Guilt has always been a great motivator to spend money, especially during the holidays. According to the 2018 Bankrate Holiday Gifting Survey, more than two in five shoppers (45 percent) feel pressured to dig deeper into their pockets than they’re comfortable with. More than half (54 percent) of respondents with children felt pressure to overspend. More than half of those with incomes between $50,000 and $75,000, considered middle income, felt pressured to overspend, too. All this guilting has people feeling less cheery too, as 13 percent of all surveyed said they were willing to skip or boycott gift-giving altogether, if they could.

So, ditch the guilt and put a debt-less future first, says Kimberly Palmer, a personal finance expert for NerdWallet.

“Instead of feeling like you ‘should’ buy something for someone, consider making something instead, or giving them a card or homemade item like baked goods. Then, they will know you care, you won’t feel guilty, and your budget won’t be strained,” she offers.

Nitzsche says drawing names for gifts with groups instead of buying for everyone can help. Be honest about your financial situation with yourself and your family, he adds. Since the Great Recession, he believes people are more understanding if friends and loved ones living on a tight budget.

“I say give the gift of time spent together or other things that are not going to drain resources,” he says. “I think a lot of people understand the fact that a lot of us don’t want to give out of guilt, so they won’t think poorly of us.”

Plan now for next year

Nitzsche says it may be too late to plan for this year, but a quick analysis of last year and this year’s spending can help you budget for the 2020 holiday season. He and Palmer recommend earmarking a small portion of each paycheck for the coming year.

“One of the best gifts you can give yourself is to go into the new year without additional credit card debt,” Palmer adds. “Start saving for gifts as soon as possible, and then only spend the money you have already put aside.”

Throughout the coming year, keep your financial house in order, too. Use cash as much as possible and get a handle on your credit card balances before the next holiday season, Palmer adds.
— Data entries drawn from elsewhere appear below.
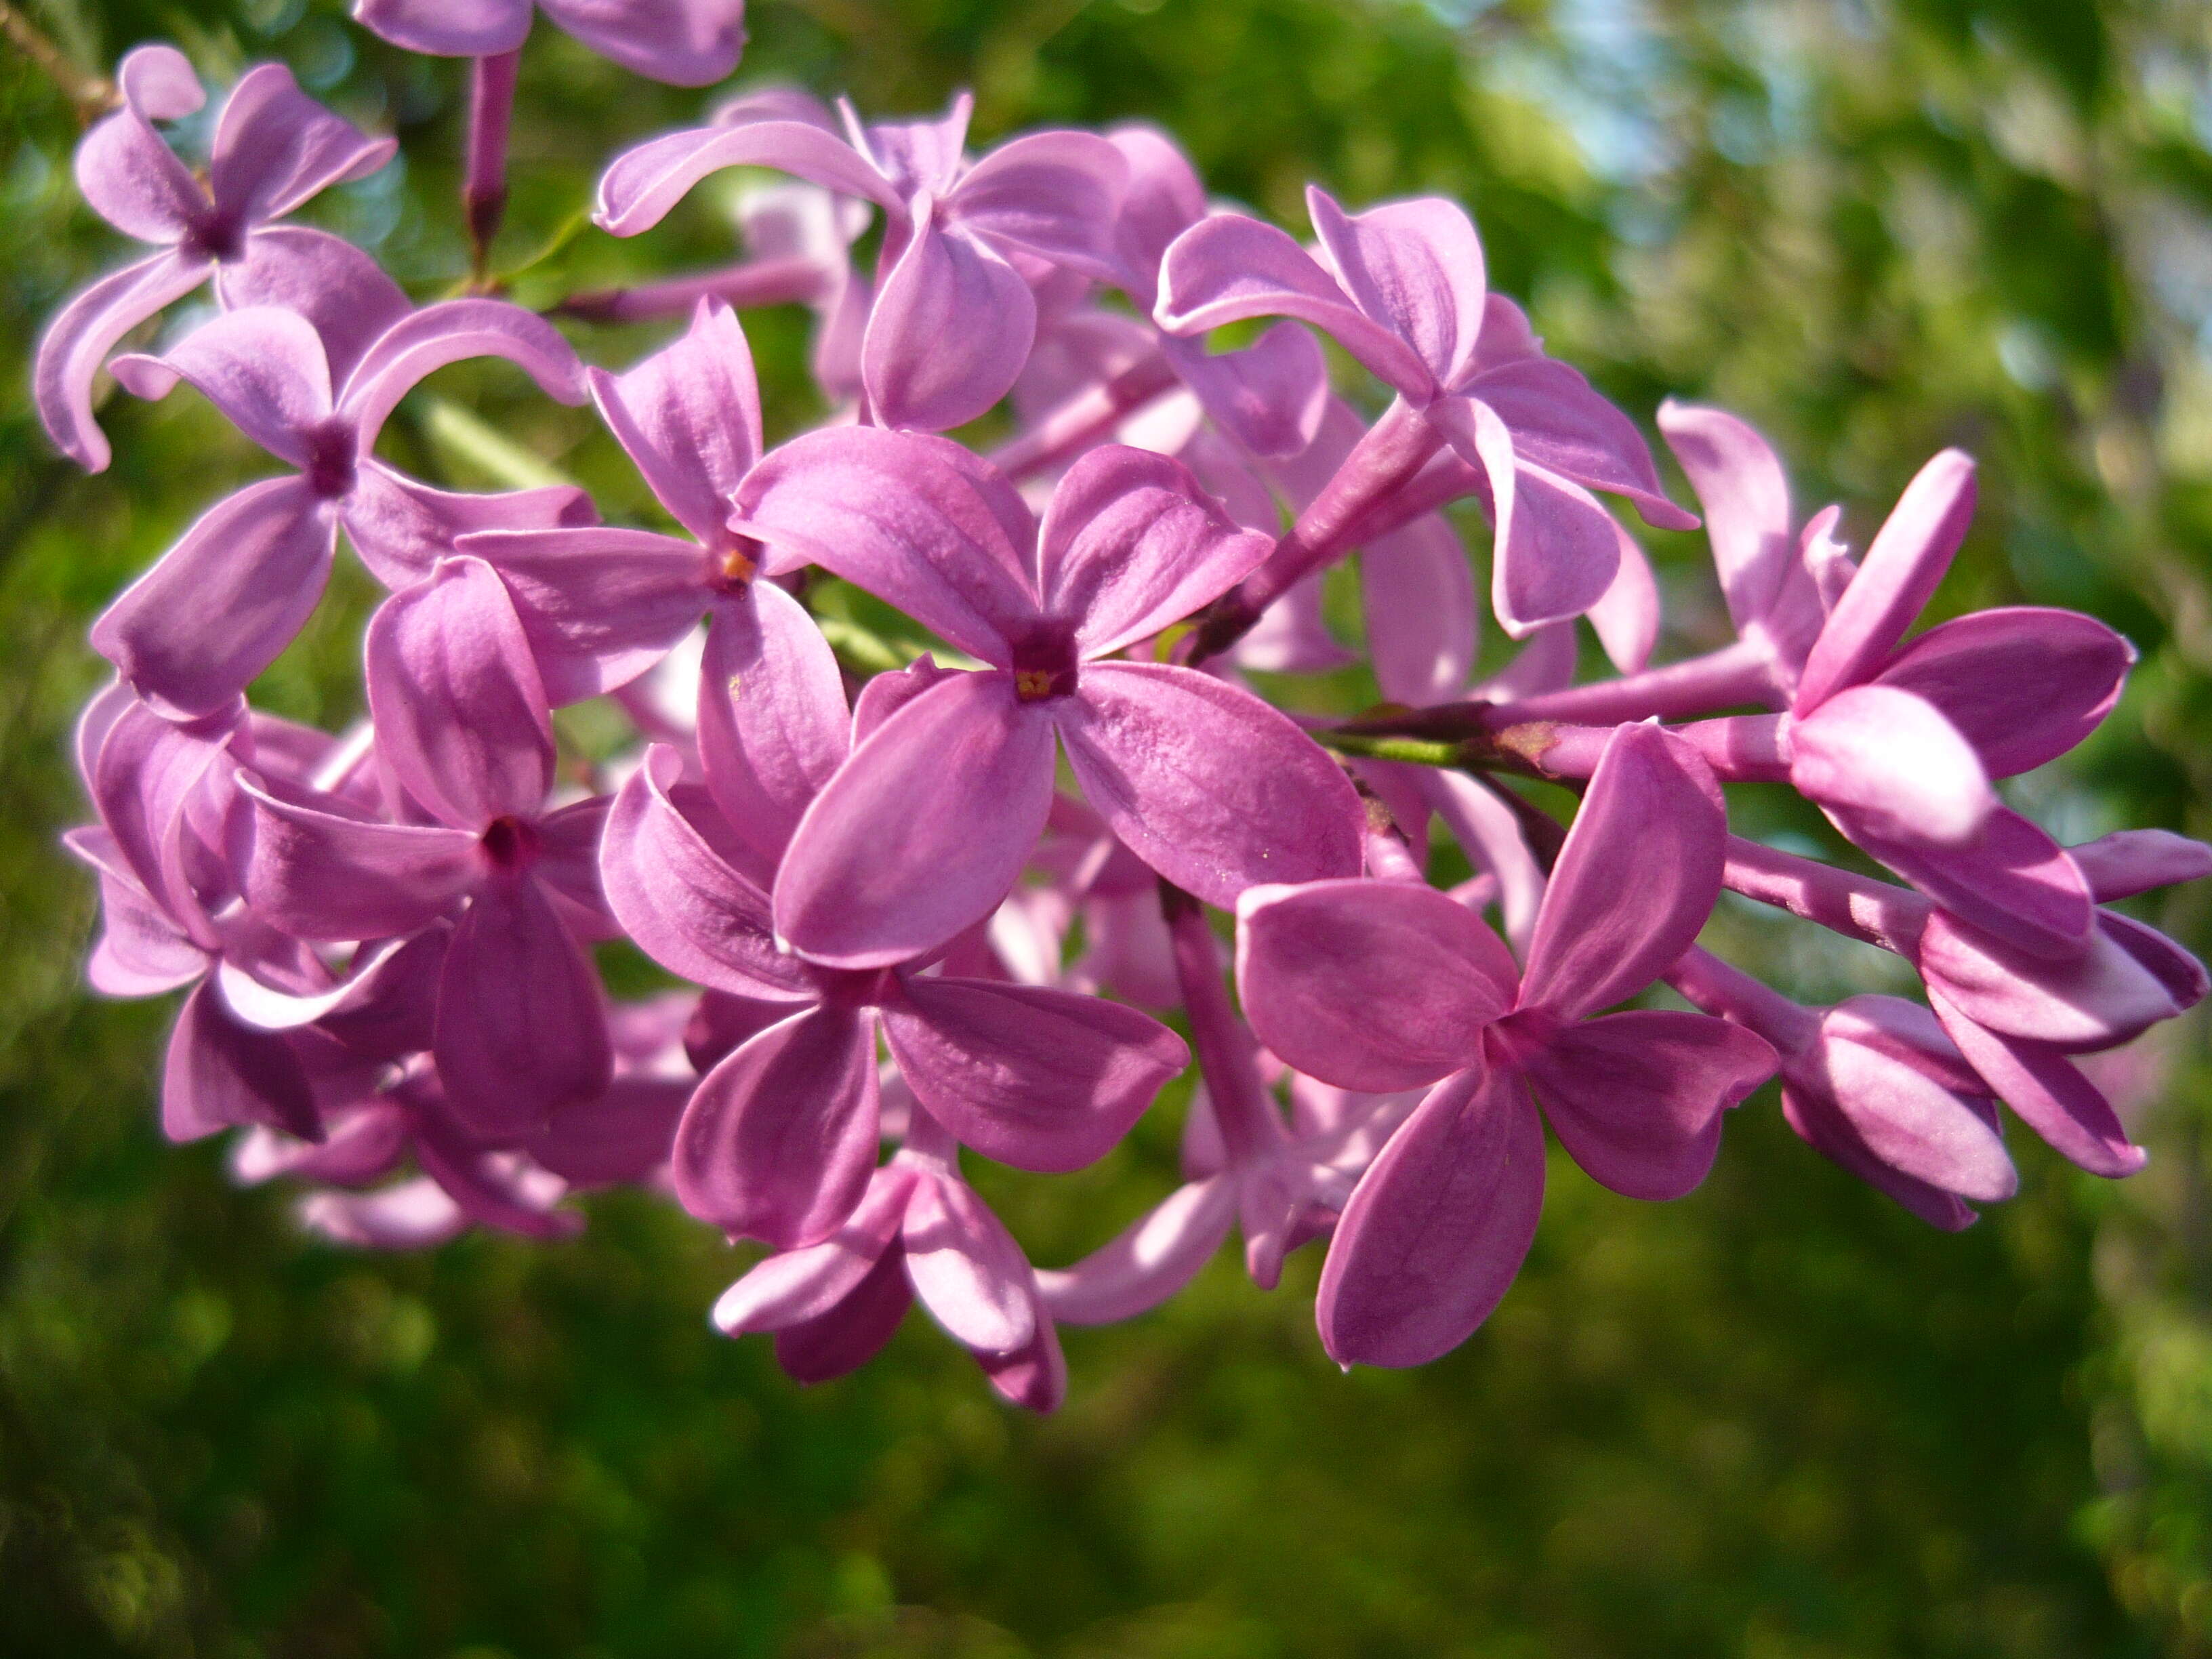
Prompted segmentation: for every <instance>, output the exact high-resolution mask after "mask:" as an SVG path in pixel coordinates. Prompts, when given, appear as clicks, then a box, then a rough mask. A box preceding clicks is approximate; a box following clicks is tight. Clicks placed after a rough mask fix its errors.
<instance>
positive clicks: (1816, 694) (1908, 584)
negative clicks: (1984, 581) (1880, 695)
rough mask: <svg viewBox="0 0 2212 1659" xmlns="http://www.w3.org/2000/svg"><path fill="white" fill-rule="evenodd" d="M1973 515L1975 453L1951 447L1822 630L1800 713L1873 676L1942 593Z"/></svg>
mask: <svg viewBox="0 0 2212 1659" xmlns="http://www.w3.org/2000/svg"><path fill="white" fill-rule="evenodd" d="M1969 520H1973V458H1971V456H1966V453H1964V451H1960V449H1944V451H1942V453H1940V456H1936V458H1933V460H1931V462H1929V465H1927V467H1922V469H1920V471H1918V473H1916V476H1913V482H1911V484H1907V487H1905V493H1902V495H1898V504H1896V507H1893V509H1891V513H1889V520H1887V522H1885V524H1882V529H1880V531H1878V533H1876V535H1874V544H1871V546H1869V549H1867V560H1865V564H1860V566H1858V575H1854V577H1851V586H1847V588H1845V591H1843V599H1838V602H1836V611H1834V615H1829V619H1827V626H1825V628H1823V630H1820V639H1818V641H1816V644H1814V648H1812V655H1809V657H1807V659H1805V672H1803V675H1801V677H1798V692H1796V701H1794V703H1792V712H1798V714H1803V712H1807V710H1814V708H1818V706H1820V703H1823V701H1827V699H1829V697H1834V695H1836V692H1838V690H1843V688H1845V686H1856V684H1858V681H1863V679H1869V677H1871V675H1874V670H1876V664H1880V659H1882V657H1887V655H1889V653H1891V648H1896V644H1898V639H1902V637H1905V630H1907V628H1909V626H1913V617H1918V615H1920V608H1922V606H1924V604H1927V602H1929V597H1931V595H1933V593H1936V584H1938V582H1942V577H1944V571H1949V568H1951V555H1953V553H1958V544H1960V542H1964V540H1966V524H1969Z"/></svg>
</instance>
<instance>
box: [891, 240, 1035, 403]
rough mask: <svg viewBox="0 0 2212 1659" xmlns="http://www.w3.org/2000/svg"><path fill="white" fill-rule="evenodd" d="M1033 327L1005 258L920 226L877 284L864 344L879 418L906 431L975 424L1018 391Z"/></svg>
mask: <svg viewBox="0 0 2212 1659" xmlns="http://www.w3.org/2000/svg"><path fill="white" fill-rule="evenodd" d="M1035 330H1037V303H1035V299H1033V296H1031V292H1029V283H1026V281H1022V274H1020V272H1018V270H1015V268H1013V265H1009V263H1006V259H1004V257H1002V254H998V252H995V250H993V248H989V246H987V243H982V241H980V239H975V237H967V234H960V232H956V230H947V228H942V226H938V223H936V221H931V223H925V226H920V228H918V230H916V234H914V239H911V241H909V243H907V248H905V252H900V257H898V263H896V265H891V270H889V274H887V276H883V281H880V283H878V290H876V307H874V312H872V314H869V319H867V338H865V341H863V345H860V376H863V380H865V383H867V400H869V407H872V409H874V416H876V420H878V422H883V425H885V427H894V429H909V431H945V429H949V427H960V425H967V422H969V420H975V418H978V416H980V414H984V411H989V409H991V405H995V403H998V400H1000V398H1004V396H1006V392H1011V389H1013V383H1015V378H1018V376H1020V374H1022V363H1024V361H1026V358H1029V347H1031V341H1033V338H1035Z"/></svg>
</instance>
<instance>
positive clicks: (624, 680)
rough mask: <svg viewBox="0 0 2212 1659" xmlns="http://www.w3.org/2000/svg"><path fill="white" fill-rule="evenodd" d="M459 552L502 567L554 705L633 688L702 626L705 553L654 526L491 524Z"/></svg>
mask: <svg viewBox="0 0 2212 1659" xmlns="http://www.w3.org/2000/svg"><path fill="white" fill-rule="evenodd" d="M462 500H469V498H462ZM347 524H352V513H347ZM356 540H358V538H356ZM460 551H462V553H467V555H471V557H480V560H482V562H484V564H489V566H491V568H493V571H498V573H500V580H502V582H504V584H507V593H509V597H511V599H513V604H515V615H518V617H520V619H522V633H524V637H526V639H529V644H531V657H535V659H538V672H540V675H542V679H544V688H546V701H549V703H553V706H555V708H560V706H564V703H575V701H582V699H586V697H599V695H604V692H611V690H615V688H619V686H628V684H630V681H633V679H637V677H639V675H641V672H646V670H648V668H653V664H657V661H659V659H661V657H666V655H668V650H670V648H672V646H675V644H677V639H681V637H684V635H686V633H690V630H692V628H697V626H699V611H701V608H703V606H706V597H708V593H706V582H703V577H706V562H708V560H706V553H703V551H701V549H699V546H697V544H695V542H684V540H677V538H675V535H655V533H653V531H622V529H613V526H602V524H595V526H588V529H553V531H509V529H493V531H476V533H471V535H469V538H467V542H465V544H462V546H460ZM425 571H427V566H425Z"/></svg>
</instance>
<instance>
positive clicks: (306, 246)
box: [215, 226, 414, 385]
mask: <svg viewBox="0 0 2212 1659" xmlns="http://www.w3.org/2000/svg"><path fill="white" fill-rule="evenodd" d="M215 294H217V299H221V301H223V310H226V312H241V310H246V307H248V305H276V307H281V310H288V312H299V314H301V316H305V319H307V321H310V323H312V325H314V332H316V334H319V336H321V341H323V354H325V358H327V361H330V380H332V385H343V383H345V376H347V374H352V372H354V365H356V363H358V361H361V354H363V352H367V349H369V345H372V343H374V341H376V336H380V334H383V332H385V330H387V327H392V325H394V323H398V321H400V319H403V316H407V312H409V310H414V305H411V303H409V301H407V294H405V292H403V290H400V285H398V283H396V281H392V279H389V276H385V268H383V265H378V263H376V261H374V259H369V254H365V252H361V250H358V248H356V246H354V243H349V241H343V239H341V237H332V234H330V232H327V230H310V228H307V226H259V228H257V230H254V232H252V234H250V237H248V239H246V252H243V254H241V257H239V259H226V261H223V263H221V265H217V268H215Z"/></svg>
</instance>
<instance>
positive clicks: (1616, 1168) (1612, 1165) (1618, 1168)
mask: <svg viewBox="0 0 2212 1659" xmlns="http://www.w3.org/2000/svg"><path fill="white" fill-rule="evenodd" d="M1774 1066H1776V1060H1774V1048H1772V1046H1767V1042H1765V1037H1759V1035H1754V1033H1750V1031H1745V1029H1743V1026H1732V1024H1728V1022H1725V1020H1710V1018H1705V1015H1703V1013H1672V1011H1635V1013H1608V1015H1604V1018H1599V1020H1575V1022H1573V1024H1566V1026H1562V1029H1559V1031H1557V1033H1555V1035H1553V1037H1548V1040H1546V1042H1544V1044H1542V1046H1537V1048H1535V1053H1531V1055H1528V1060H1526V1075H1528V1082H1531V1086H1533V1088H1535V1095H1537V1099H1540V1102H1542V1104H1544V1115H1546V1117H1548V1119H1551V1128H1553V1133H1555V1135H1557V1137H1559V1144H1562V1146H1566V1150H1568V1152H1571V1155H1573V1159H1575V1161H1577V1164H1579V1166H1582V1168H1584V1170H1586V1172H1588V1175H1590V1177H1593V1179H1597V1181H1601V1183H1606V1186H1608V1188H1613V1190H1615V1192H1621V1194H1624V1197H1630V1199H1679V1197H1681V1194H1683V1192H1690V1190H1692V1188H1697V1183H1699V1181H1703V1179H1705V1172H1708V1170H1710V1168H1712V1159H1714V1155H1717V1152H1719V1150H1721V1113H1725V1110H1728V1108H1730V1106H1734V1104H1739V1102H1741V1099H1743V1097H1745V1095H1750V1093H1752V1091H1754V1088H1759V1084H1763V1082H1765V1079H1767V1077H1772V1075H1774Z"/></svg>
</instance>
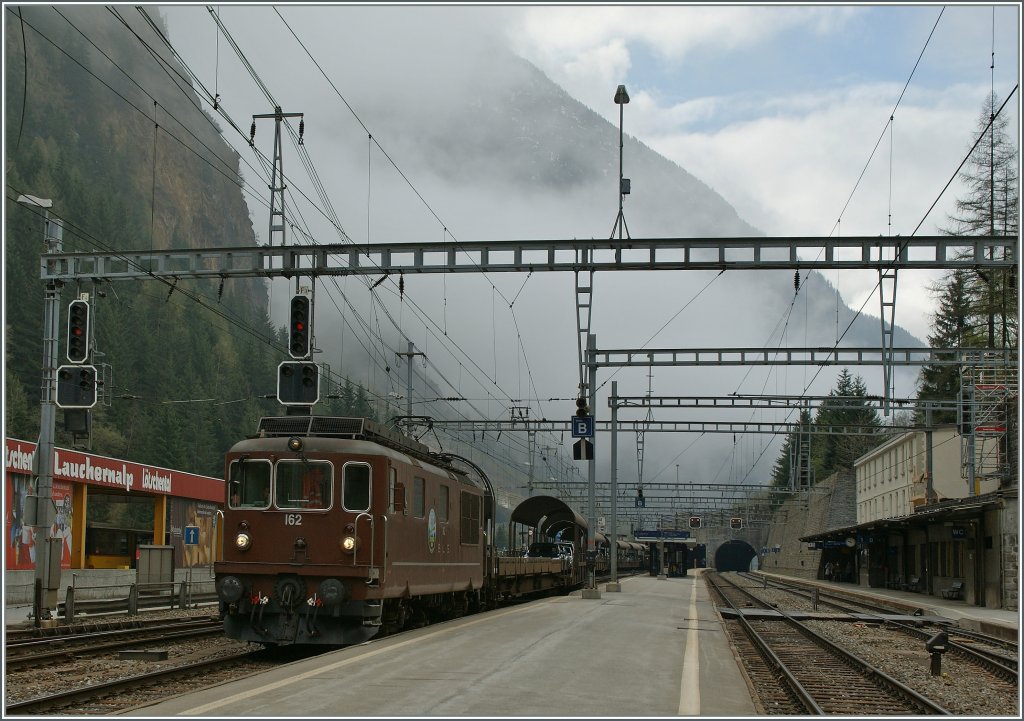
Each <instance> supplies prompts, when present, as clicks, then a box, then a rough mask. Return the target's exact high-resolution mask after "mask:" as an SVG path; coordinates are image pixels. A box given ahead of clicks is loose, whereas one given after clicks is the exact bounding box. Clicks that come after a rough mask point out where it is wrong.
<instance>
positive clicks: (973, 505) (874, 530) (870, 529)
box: [800, 491, 1017, 542]
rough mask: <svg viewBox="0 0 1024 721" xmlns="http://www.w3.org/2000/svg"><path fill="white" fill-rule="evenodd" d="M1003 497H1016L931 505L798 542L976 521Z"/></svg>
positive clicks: (992, 508)
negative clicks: (908, 512) (888, 517)
mask: <svg viewBox="0 0 1024 721" xmlns="http://www.w3.org/2000/svg"><path fill="white" fill-rule="evenodd" d="M1004 497H1011V498H1014V499H1016V497H1017V493H1016V491H1013V492H1012V493H1011V494H1008V492H1005V491H996V492H994V493H991V494H986V495H985V496H975V497H973V498H965V499H950V500H947V501H942V502H940V503H933V504H929V505H927V506H922V507H920V508H918V509H916V510H915V511H914V512H913V513H911V514H910V515H908V516H896V517H895V518H878V519H876V520H869V521H865V522H864V523H858V524H856V525H847V526H844V527H842V528H829V529H828V531H822V532H820V533H817V534H812V535H810V536H802V537H801V538H800V540H801V541H804V542H810V541H833V540H843V539H846V538H853V537H856V536H857V535H863V534H865V533H867V532H879V533H895V532H900V531H905V529H907V528H923V527H925V526H928V525H932V524H933V523H942V522H945V521H952V522H956V521H964V520H971V519H974V518H977V517H978V516H980V515H981V514H982V513H984V512H985V511H987V510H990V509H993V508H996V507H998V506H999V504H1001V503H1004Z"/></svg>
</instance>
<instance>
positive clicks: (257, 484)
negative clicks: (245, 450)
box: [227, 458, 270, 508]
mask: <svg viewBox="0 0 1024 721" xmlns="http://www.w3.org/2000/svg"><path fill="white" fill-rule="evenodd" d="M227 505H228V508H267V507H268V506H269V505H270V462H269V461H253V460H249V459H244V458H240V459H239V460H237V461H231V465H230V468H229V470H228V474H227Z"/></svg>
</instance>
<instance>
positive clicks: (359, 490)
mask: <svg viewBox="0 0 1024 721" xmlns="http://www.w3.org/2000/svg"><path fill="white" fill-rule="evenodd" d="M342 477H343V480H342V486H341V503H342V505H343V506H344V507H345V510H346V511H368V510H370V466H369V465H367V464H366V463H346V464H345V468H344V470H343V471H342Z"/></svg>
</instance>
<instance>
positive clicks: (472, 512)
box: [460, 491, 480, 544]
mask: <svg viewBox="0 0 1024 721" xmlns="http://www.w3.org/2000/svg"><path fill="white" fill-rule="evenodd" d="M460 506H461V507H462V518H461V521H462V523H461V525H460V533H461V535H462V543H468V544H478V543H479V542H480V497H479V496H474V495H473V494H467V493H466V492H465V491H464V492H462V503H461V504H460Z"/></svg>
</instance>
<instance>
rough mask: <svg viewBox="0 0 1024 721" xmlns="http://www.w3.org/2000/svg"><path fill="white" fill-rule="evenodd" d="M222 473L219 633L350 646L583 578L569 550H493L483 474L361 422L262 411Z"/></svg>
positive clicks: (323, 643) (368, 420)
mask: <svg viewBox="0 0 1024 721" xmlns="http://www.w3.org/2000/svg"><path fill="white" fill-rule="evenodd" d="M225 478H226V480H227V482H226V483H225V486H226V494H227V499H226V506H225V510H224V520H223V523H224V554H223V560H222V561H220V562H218V563H217V564H216V565H215V572H216V577H217V581H216V588H217V594H218V597H219V599H220V608H221V611H222V614H223V618H224V628H225V632H226V634H227V636H228V637H230V638H237V639H240V640H245V641H254V642H258V643H263V644H266V645H274V644H292V643H303V644H308V643H314V644H351V643H360V642H362V641H366V640H367V639H369V638H371V637H373V636H375V635H377V634H378V633H382V632H383V633H389V632H393V631H397V630H400V629H402V628H409V627H414V626H420V625H425V624H427V623H430V622H432V621H435V620H440V619H447V618H455V617H458V616H462V614H463V613H466V612H468V611H472V610H478V609H480V608H483V607H487V606H489V605H493V604H494V603H495V602H496V601H497V600H500V599H501V597H502V596H507V595H510V594H511V593H528V592H538V591H550V590H568V589H570V588H573V587H577V586H579V585H580V584H581V583H582V581H583V578H584V572H583V566H582V562H583V560H582V556H583V554H582V553H577V554H575V556H574V558H573V559H567V558H562V559H550V558H547V559H545V558H536V559H532V558H529V559H516V562H515V563H512V564H510V563H507V562H504V561H505V559H499V558H496V557H495V554H494V546H493V537H494V520H495V516H494V513H495V498H494V493H493V491H492V489H490V487H489V482H488V481H487V479H486V476H485V475H484V474H483V472H482V471H481V470H480V469H479V468H478V467H476V466H475V465H474V464H472V463H470V462H468V461H466V460H465V459H459V458H458V457H452V456H447V457H443V456H439V455H436V454H432V453H431V452H430V450H429V449H428V448H427V447H426V446H424V444H422V443H419V442H418V441H415V440H413V439H411V438H408V437H407V436H404V435H402V434H400V433H397V432H395V431H392V430H389V429H387V428H384V427H383V426H381V425H379V424H376V423H374V422H372V421H369V420H367V419H361V418H333V417H324V416H286V417H276V418H263V419H262V420H261V421H260V425H259V429H258V433H257V434H256V436H254V437H251V438H248V439H246V440H243V441H241V442H239V443H236V444H234V446H233V447H232V448H231V449H230V451H229V452H228V453H227V456H226V458H225ZM585 533H586V527H584V528H583V529H582V531H581V529H579V528H578V529H577V531H575V535H577V538H580V537H581V535H582V534H585ZM509 575H516V576H517V578H515V579H514V580H510V579H509V578H507V577H508V576H509ZM503 577H504V578H503Z"/></svg>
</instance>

Set a goal to minimize or eliminate credit card debts entirely, if possible.

Some people use credit cards for cash rewards or travel points, too. Those cards are only valuable if you are able to pay off the card with no, or minimal, interest expense, Nitzsche explains.

“It’s amazing to me how people will have some of these cards almost maxed out, paying 100s in interest every month. But they’re reluctant to close them because they don’t want to lose the rewards…If you’re not paying it off every month, you’re likely losing money,” he says.

If your spending habits are out of line, you may need to take some drastic measures, Nitzsche says. Some clients will crease cards so they cannot get them through credit card machines. For those who shop online extensively, disabling apps that allow for one-click shopping may also be required.

“These decisions give you a little more time to consider the purchase, especially with online shopping,” he says. “You can ask yourself if you really need it. There’s a good chance it may just be an impulsive buy.”

And that’s advice you can take to the bank – not the credit card company.